Subsistence and Commercial Activities. The Faroese economy has always had a monolithic export sector and a diversified internal one. Formerly, the principal export was wool; subsistence pursuits included fishing, fowling, sealing, pilot whaling, digging peat, keeping milk cows, raising hay, and—until potatoes became popular around 1830—raising barley. Today, most villagers raise potatoes and own a few sheep; some fish inshore for domestic needs or supplementary income. Pilot whaling provides an important and prized source of meat and fat. The principal export is fish. Fish and fish products regularly account for about 95 percent of Faroese exports by value; and fishing and fish processing, which employ about a fifth of the working population, account for 24 percent of the gross domestic product. The next largest categories are government services (19 percent), Commerce (14 percent), shipyards and other industry (11 percent), transportation and communication (8 percent), and construction (8 percent). The GNP is about 5.6 billion krónur, or about $12,000 per person, and is growing at a real annual rate of 4.3 percent.


Industrial Arts.

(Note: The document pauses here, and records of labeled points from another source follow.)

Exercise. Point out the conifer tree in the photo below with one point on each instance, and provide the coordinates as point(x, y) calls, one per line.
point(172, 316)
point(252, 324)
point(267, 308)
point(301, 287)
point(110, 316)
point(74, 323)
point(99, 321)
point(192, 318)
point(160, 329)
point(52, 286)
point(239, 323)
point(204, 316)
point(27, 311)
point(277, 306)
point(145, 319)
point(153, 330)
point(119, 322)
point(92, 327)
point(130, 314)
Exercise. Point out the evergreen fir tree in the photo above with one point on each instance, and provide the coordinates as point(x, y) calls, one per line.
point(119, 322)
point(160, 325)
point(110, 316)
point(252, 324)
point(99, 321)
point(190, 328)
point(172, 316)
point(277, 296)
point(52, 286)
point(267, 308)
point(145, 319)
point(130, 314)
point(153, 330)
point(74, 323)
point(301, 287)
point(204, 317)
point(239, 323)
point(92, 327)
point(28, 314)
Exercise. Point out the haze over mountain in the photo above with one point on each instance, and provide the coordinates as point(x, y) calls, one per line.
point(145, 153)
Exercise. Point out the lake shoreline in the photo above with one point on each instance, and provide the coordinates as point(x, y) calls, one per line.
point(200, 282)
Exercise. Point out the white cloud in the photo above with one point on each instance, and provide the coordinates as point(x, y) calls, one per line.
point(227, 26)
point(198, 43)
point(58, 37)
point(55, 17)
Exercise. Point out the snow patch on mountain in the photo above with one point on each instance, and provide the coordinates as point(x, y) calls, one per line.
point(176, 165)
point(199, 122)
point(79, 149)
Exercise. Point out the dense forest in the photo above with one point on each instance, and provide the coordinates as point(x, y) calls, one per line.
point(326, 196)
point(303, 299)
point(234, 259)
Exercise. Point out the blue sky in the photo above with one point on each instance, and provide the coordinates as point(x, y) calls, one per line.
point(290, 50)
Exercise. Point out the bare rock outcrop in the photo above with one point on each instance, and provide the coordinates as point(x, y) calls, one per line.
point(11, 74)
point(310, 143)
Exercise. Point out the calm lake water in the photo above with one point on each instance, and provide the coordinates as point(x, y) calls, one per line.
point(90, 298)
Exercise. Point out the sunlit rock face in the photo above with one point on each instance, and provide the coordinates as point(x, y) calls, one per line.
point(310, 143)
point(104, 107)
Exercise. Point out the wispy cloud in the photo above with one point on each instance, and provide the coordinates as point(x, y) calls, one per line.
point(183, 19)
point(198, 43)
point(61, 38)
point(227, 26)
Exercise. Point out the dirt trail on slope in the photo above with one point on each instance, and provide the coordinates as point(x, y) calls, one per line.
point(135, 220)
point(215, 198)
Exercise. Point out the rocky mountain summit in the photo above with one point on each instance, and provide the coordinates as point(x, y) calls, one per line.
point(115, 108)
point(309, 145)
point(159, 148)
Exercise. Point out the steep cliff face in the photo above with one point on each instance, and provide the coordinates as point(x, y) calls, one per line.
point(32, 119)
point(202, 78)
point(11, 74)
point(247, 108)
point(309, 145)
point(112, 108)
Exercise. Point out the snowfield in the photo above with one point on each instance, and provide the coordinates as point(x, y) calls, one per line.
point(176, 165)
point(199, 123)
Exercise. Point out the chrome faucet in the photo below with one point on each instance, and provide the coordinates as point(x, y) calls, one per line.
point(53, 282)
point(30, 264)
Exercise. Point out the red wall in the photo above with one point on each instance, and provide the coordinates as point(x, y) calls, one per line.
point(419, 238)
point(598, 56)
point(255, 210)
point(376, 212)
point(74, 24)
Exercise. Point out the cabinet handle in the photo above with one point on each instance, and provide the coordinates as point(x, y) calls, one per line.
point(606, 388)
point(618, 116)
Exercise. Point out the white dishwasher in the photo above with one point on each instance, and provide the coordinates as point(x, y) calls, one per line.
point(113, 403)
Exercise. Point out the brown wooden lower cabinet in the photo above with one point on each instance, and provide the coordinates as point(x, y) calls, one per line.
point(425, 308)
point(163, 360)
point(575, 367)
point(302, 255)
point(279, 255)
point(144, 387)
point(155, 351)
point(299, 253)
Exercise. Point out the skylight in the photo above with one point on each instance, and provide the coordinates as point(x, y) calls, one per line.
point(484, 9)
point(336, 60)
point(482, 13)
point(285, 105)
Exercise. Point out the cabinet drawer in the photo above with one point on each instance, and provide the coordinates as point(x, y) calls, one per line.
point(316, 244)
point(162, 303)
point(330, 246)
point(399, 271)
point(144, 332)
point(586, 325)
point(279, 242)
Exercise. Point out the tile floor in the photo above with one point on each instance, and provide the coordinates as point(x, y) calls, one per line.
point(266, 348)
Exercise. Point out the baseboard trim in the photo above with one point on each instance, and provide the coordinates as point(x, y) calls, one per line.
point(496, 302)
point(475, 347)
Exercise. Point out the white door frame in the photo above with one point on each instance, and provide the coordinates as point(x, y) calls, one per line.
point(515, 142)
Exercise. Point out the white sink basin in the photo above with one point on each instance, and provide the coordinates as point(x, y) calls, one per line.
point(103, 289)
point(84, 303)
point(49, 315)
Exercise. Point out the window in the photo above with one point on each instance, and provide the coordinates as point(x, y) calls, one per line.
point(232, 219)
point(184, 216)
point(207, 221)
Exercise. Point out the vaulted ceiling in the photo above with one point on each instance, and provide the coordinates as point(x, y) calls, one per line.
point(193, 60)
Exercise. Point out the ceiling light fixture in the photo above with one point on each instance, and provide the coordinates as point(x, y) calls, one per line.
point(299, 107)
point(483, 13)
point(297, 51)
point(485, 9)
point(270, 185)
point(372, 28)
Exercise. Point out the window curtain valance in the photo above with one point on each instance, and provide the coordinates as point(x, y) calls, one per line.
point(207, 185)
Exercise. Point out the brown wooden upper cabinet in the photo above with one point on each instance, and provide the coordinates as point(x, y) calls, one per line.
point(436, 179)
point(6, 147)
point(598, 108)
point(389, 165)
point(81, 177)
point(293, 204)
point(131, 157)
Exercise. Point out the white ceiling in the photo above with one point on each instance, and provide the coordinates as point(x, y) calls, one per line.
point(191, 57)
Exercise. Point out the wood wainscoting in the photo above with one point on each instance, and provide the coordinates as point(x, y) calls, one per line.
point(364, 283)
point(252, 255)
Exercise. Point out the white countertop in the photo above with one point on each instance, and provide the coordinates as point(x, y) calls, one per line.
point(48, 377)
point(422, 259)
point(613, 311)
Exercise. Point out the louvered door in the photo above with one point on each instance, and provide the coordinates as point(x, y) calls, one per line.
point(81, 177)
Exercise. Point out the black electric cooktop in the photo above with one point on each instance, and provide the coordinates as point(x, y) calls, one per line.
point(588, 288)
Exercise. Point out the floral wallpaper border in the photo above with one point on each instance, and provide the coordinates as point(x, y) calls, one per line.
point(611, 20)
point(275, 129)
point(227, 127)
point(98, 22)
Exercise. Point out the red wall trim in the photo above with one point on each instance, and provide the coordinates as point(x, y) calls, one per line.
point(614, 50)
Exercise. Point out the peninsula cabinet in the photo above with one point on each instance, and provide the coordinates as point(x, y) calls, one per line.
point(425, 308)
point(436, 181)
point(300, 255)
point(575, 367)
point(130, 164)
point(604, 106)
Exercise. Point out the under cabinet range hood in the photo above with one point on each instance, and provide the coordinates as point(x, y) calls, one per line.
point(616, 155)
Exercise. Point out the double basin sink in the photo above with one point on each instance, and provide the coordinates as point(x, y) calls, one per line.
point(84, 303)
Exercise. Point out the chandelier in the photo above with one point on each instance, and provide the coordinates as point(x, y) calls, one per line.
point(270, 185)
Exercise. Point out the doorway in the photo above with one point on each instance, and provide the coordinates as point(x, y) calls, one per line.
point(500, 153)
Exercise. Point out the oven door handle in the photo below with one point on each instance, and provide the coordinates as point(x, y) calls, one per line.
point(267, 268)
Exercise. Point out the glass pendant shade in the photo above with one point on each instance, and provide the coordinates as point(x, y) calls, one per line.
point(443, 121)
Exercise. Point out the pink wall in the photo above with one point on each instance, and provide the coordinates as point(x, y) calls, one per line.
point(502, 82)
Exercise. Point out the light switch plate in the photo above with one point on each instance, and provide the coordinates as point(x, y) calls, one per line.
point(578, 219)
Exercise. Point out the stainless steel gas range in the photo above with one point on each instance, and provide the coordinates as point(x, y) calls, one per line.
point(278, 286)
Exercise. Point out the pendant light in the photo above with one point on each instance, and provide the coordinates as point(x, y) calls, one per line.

In addition to a fishing fleet, which includes 270 vessels of over 20 gross tons, there are three shipyards and numerous firms engaged in construction, road building, food processing, and so forth.


Trade. The Faroes depend heavily on imported food, petroleum products, machinery, manufactured goods, raw materials, etc. About half their imports come from Denmark, and a quarter from Norway, Sweden, the United Kingdom (U.K.), and western Germany. About a fifth of the Faroes' exports go to Denmark, and over half to the United States, the U.K., and Germany. The balance of trade is perennially negative. The larger towns and especially Tórshavn have many wholesale firms and specialized stores; the villages have small general stores selling foodstuffs, clothing, and Household wares.


Division of Labor. A strong sexual division of labor is only gradually weakening. Women performed household tasks and, for example, some chores in haying and digging peat. Men performed outdoor tasks and helped to card and spin wool in the winter. Women, who began to work in fish processing in the nineteenth century, today also work as clerks, nurses, teachers, etc.


Land Tenure. Lands may be either leasehold or freehold. About half the land in the Faroes is leasehold ( kongsjørð ), owned by the state. The approximately 300 leaseholds are impartible and inherited by male primogeniture. Freeholdings ( óðalsjørð ) may be divided by sale and inheritance. All land is divided between outfield ( hagi ) and infield ( bøur ). Tenancy or ownership of a stretch of outfield confers rights to a proportional stretch of infield, and, for example, to certain fowling privileges. The outfield is used for summer pasturage. The infield is used for crops and winter pasturage. A stone wall separates infield and outfield. Large sections of outfield are similarly divided, but the infield is unfenced. The village is set in the infield.